Rebuttal and a challenge: art historian blasts back at Van Gogh museum over disputed sketchbook
Publisher proposes a public debate between art experts
The esteemed Canadian art historian who sparked a controversy this week with her new tome Vincent van Gogh: The Lost Arles Sketchbook has lashed back at the Van Gogh Museum, which disputes the authenticity of the sketchbook.
At issue is a business ledger-turned-sketchbook of 65 drawings believed to feature drawings by the post-impressionist master created at a key period in his career: when he was living in Arles, France, working on some of his most famous paintings, but also suffering from the psychological torment that led him to cut off his ear and spend months in hospital.
Bogomila Welsh-Ovcharov, considered among the world's top authorities on van Gogh, issued a rebuttal on Thursday to a lengthy statement the Amsterdam museum put out as she publicly launched her new book earlier this week.

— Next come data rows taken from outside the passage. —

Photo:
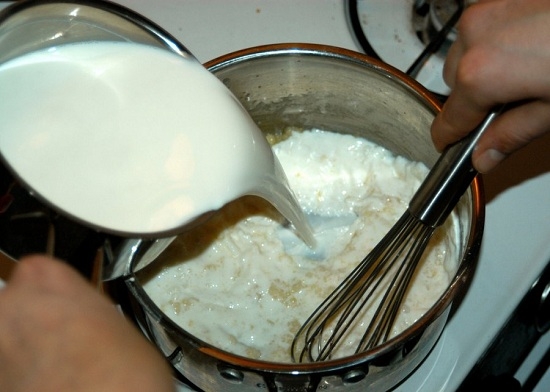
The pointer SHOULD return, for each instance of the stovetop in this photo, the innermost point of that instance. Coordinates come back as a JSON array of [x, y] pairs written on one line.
[[516, 244]]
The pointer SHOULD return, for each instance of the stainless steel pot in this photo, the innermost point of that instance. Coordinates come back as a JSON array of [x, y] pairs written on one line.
[[322, 87]]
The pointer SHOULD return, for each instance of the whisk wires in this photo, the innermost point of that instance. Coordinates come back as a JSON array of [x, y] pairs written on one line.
[[379, 282]]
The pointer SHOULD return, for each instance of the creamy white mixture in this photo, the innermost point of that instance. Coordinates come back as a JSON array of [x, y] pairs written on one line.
[[129, 137], [244, 283]]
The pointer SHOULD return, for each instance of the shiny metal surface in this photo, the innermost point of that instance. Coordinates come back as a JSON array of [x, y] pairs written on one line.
[[309, 86]]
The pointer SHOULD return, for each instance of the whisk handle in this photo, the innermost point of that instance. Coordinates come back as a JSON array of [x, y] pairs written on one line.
[[449, 178]]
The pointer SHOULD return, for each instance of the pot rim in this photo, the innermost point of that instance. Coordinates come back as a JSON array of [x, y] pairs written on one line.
[[461, 278]]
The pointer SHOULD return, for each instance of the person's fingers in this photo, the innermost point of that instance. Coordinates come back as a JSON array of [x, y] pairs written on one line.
[[514, 129]]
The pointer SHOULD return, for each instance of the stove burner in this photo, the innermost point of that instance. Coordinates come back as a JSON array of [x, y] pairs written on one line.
[[430, 18], [413, 36]]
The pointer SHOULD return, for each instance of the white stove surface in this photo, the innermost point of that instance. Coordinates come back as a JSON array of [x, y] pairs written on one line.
[[516, 244]]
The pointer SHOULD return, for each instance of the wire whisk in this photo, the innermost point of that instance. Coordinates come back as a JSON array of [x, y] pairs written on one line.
[[382, 278]]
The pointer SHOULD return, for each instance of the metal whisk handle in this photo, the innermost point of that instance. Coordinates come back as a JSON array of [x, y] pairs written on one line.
[[449, 178]]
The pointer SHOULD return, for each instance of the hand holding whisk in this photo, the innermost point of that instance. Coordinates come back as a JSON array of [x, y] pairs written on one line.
[[385, 273]]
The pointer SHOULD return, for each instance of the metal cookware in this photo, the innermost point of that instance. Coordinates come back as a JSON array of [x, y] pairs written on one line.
[[312, 86]]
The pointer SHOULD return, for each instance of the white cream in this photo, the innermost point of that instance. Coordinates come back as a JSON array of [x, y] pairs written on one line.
[[131, 138], [245, 284]]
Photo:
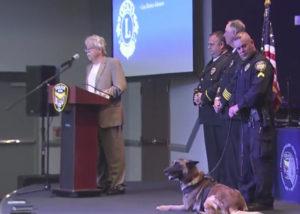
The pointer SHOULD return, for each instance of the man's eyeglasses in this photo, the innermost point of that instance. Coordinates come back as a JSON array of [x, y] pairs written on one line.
[[89, 49]]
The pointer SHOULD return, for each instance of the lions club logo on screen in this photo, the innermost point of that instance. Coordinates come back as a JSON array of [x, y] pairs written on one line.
[[289, 167], [127, 28]]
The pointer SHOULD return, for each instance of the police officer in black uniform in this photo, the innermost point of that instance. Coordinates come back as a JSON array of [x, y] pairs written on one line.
[[231, 157], [253, 101], [204, 96]]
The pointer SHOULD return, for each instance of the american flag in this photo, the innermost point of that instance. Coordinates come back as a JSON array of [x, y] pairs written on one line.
[[268, 49]]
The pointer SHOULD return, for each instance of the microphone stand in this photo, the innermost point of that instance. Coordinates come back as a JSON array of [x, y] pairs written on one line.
[[59, 71]]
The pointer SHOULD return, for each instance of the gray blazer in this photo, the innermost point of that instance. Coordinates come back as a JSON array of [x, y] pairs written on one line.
[[110, 77]]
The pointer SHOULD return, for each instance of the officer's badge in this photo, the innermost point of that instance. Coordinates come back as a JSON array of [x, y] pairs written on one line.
[[260, 66], [247, 67], [60, 96], [212, 71]]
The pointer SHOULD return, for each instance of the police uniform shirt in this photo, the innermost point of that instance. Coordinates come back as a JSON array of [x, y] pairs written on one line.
[[254, 82]]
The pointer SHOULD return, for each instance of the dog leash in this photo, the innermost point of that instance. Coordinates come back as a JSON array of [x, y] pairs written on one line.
[[224, 150]]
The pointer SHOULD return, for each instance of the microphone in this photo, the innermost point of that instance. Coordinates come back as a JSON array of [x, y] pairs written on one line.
[[70, 61], [100, 92]]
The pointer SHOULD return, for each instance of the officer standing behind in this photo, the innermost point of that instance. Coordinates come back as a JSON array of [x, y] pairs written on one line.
[[253, 101], [204, 96], [231, 158]]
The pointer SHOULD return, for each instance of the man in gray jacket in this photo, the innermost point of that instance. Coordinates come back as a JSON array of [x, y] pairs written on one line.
[[105, 76]]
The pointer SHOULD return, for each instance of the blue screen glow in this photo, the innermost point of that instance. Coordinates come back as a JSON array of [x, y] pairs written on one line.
[[153, 36]]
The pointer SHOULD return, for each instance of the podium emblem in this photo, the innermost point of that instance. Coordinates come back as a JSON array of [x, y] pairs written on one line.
[[60, 96], [289, 167]]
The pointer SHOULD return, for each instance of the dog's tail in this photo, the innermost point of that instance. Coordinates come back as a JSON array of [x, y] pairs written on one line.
[[244, 212]]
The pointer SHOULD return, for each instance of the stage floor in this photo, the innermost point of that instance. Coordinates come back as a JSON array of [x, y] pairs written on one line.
[[141, 197]]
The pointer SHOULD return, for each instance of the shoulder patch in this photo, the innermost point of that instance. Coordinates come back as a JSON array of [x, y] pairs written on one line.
[[261, 66]]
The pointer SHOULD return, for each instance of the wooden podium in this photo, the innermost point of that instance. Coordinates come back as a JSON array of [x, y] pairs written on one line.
[[79, 143]]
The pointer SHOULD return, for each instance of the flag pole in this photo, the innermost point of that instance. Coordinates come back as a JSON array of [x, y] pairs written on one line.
[[267, 3]]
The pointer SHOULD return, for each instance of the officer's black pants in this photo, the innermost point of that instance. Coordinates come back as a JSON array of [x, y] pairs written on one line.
[[257, 166]]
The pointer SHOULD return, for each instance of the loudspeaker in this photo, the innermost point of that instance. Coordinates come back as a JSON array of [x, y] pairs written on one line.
[[36, 103]]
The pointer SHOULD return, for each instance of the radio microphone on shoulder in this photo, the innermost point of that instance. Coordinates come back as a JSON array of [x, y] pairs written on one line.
[[70, 61]]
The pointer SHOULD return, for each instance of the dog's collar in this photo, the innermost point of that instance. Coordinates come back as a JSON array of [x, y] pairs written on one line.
[[187, 188]]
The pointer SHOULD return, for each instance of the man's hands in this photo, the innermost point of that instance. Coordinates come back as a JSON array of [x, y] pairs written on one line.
[[233, 110], [217, 104], [197, 98]]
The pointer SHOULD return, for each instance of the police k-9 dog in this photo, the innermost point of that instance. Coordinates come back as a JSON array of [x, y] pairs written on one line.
[[201, 193]]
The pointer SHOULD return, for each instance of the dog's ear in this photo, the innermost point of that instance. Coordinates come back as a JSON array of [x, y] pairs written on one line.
[[190, 164]]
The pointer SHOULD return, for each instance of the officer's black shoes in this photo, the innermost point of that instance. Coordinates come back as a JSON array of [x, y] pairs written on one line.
[[259, 207]]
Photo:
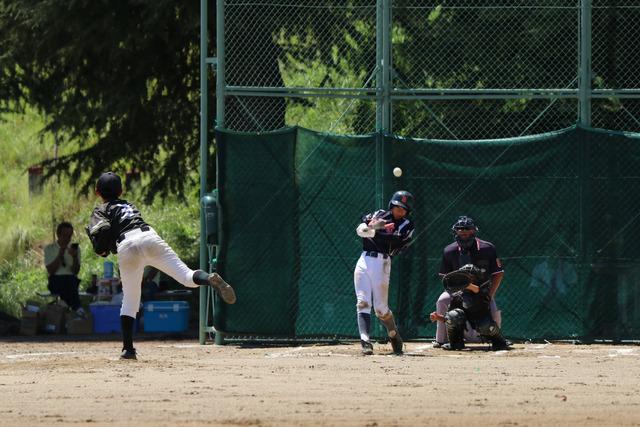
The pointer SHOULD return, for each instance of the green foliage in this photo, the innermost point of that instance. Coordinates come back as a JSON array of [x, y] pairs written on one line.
[[29, 220], [116, 80]]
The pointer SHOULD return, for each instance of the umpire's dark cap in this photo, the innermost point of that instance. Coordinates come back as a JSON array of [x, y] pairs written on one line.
[[109, 185]]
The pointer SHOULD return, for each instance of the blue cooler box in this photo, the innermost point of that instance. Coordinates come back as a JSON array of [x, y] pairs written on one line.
[[166, 316], [106, 318]]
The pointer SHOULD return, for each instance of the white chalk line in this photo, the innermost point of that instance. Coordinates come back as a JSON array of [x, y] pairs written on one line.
[[53, 353]]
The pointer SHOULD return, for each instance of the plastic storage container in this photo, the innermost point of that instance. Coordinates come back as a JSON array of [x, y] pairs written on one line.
[[166, 316], [106, 318]]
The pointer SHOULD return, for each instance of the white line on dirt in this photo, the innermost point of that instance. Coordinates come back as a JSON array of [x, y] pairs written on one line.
[[178, 345], [24, 355]]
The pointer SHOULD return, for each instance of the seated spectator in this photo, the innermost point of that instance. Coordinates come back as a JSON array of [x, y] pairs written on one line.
[[93, 286], [62, 260]]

On Tuesday, the museum said its experts had been aware of the sketchbook for some time, but concluded they were merely imitations of van Gogh sketches. The statement, which outlined the museum's reasoning, called the drawings "monotonous, clumsy and spiritless."
A challenge offered
In addition to Welsh-Ovcharov's answers to the museum's criticisms point-by-point, Thursday's statement from Welsh-Ovcharov's publisher, Les Éditions du Seuil, issued a challenge.
"We are offering the Van Gogh Museum the possibility of jointly organizing — within a reasonable time frame — a public debate between experts," the French firm said.
This will also be an opportunity to shed light on the conditions under which the Van Gogh Museum is claiming the de facto right to a monopoly of attribution.- Publisher Éditions du Seuil
"This will also be an opportunity to shed light on the conditions under which the Van Gogh Museum is claiming the de facto right to a monopoly of attribution."
The statement noted that the drawings and an accompanying notebook were "certified by the careful appraisal, based on scholarly and scientific research studies, undertaken by Ms. Bogomila Welsh-Ovcharov," a retired University of Toronto art professor, noted art historian and curator behind major exhibitions, including shows at the Van Gogh Museum itself as well as the Musée d'Orsay's Van Gogh in Paris exhibit in 1988.
Welsh-Ovcharov's research has also drawn the support of other specialists, notably fellow art historian Ronald Pickvance, a highly respected scholar who has studied the life and work of van Gogh for 60 years.
"We have not changed our minds and are very happy that from now on everybody can make their own opinion after seeing the drawings and reading the analysis in the book," Bernard Comment, Welsh-Ovcharov's editor, said Tuesday.